My parents were fond of telling me that circa February 2000, they were minding their own business near a river when a basket floated by. My mom took a fancy to the basket and asked my dad to go get it. Much to their surprise and disappointment, there was a baby in the basket as well. They always emphasized that they just wanted the basket but felt bad and figured that they’d better take the baby too.

I don’t know if this was an attempt to avoid telling me about “the facts of life” or just a way to deflate my own sense of self-importance. At this point, I’d also like to mention that they never told my brother this story. Apparently, once you’ve picked up one kid from a river, it’s best not to push your luck with another one.

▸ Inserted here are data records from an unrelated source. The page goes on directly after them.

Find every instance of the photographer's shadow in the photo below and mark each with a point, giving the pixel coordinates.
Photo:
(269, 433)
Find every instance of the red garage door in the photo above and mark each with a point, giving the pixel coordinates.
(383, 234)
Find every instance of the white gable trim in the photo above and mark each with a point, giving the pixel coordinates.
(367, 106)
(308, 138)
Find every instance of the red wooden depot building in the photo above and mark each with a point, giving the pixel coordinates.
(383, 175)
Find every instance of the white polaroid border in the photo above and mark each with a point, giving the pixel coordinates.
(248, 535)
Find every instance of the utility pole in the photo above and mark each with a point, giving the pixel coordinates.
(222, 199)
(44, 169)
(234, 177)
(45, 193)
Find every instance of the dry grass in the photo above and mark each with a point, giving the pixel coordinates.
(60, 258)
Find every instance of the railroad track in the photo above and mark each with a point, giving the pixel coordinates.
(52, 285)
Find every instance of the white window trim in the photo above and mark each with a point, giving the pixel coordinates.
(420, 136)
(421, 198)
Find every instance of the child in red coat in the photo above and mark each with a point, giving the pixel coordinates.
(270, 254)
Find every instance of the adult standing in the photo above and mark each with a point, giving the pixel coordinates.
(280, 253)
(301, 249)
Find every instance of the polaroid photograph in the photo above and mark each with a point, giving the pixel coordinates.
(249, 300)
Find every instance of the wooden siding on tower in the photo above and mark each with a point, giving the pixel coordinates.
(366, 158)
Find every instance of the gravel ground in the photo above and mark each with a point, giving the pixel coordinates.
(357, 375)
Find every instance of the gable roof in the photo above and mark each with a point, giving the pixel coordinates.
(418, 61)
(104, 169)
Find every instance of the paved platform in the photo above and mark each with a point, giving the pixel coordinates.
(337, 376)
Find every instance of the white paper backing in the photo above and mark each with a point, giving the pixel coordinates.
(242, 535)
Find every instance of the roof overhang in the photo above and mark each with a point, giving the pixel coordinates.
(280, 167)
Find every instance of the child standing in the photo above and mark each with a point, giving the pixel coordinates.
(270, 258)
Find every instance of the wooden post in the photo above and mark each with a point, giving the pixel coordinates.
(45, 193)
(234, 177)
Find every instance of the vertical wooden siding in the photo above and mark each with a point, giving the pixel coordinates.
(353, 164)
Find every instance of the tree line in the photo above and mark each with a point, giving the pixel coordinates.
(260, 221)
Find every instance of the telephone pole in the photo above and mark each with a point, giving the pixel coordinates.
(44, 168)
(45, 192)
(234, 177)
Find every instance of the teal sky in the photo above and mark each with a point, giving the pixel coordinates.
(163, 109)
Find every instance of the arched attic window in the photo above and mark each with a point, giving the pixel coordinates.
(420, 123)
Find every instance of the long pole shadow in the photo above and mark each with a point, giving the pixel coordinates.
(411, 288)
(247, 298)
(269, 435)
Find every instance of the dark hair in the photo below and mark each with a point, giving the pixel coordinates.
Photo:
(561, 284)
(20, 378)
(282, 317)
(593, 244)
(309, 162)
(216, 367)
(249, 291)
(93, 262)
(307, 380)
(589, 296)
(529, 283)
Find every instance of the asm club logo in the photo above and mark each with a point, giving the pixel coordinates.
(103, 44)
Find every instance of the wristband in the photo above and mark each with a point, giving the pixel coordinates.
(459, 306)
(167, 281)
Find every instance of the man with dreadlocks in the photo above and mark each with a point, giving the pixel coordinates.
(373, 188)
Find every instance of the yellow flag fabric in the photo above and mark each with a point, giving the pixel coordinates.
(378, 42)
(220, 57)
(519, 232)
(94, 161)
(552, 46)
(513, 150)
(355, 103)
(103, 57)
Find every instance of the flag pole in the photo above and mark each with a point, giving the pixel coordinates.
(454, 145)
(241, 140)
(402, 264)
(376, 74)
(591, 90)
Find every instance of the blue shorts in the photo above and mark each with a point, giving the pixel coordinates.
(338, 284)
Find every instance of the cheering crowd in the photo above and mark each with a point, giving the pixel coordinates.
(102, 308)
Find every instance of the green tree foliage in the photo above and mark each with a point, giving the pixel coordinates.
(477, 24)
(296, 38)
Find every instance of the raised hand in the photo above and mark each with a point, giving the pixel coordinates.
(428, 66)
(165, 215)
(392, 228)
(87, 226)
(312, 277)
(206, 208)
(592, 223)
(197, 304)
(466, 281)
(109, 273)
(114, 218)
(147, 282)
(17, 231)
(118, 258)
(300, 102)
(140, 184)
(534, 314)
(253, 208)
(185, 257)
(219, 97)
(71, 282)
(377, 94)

And I did learn where babies actually came from (it’s the stork, right?) but I didn’t make the connection between this story and Moses’s until I saw Watchmen’s own baby origin story. Weird, right?

In conclusion, for a very long period in my life, I believed that my parents had scooped me and my basket combo from the river in the same way that you find a cute shirt at the mall but with a weird necklace attached and you decide to buy it even though it has the necklace. Gemma even means “precious stone” in Italian, so I really am a literal piece of jewellery. Oh well.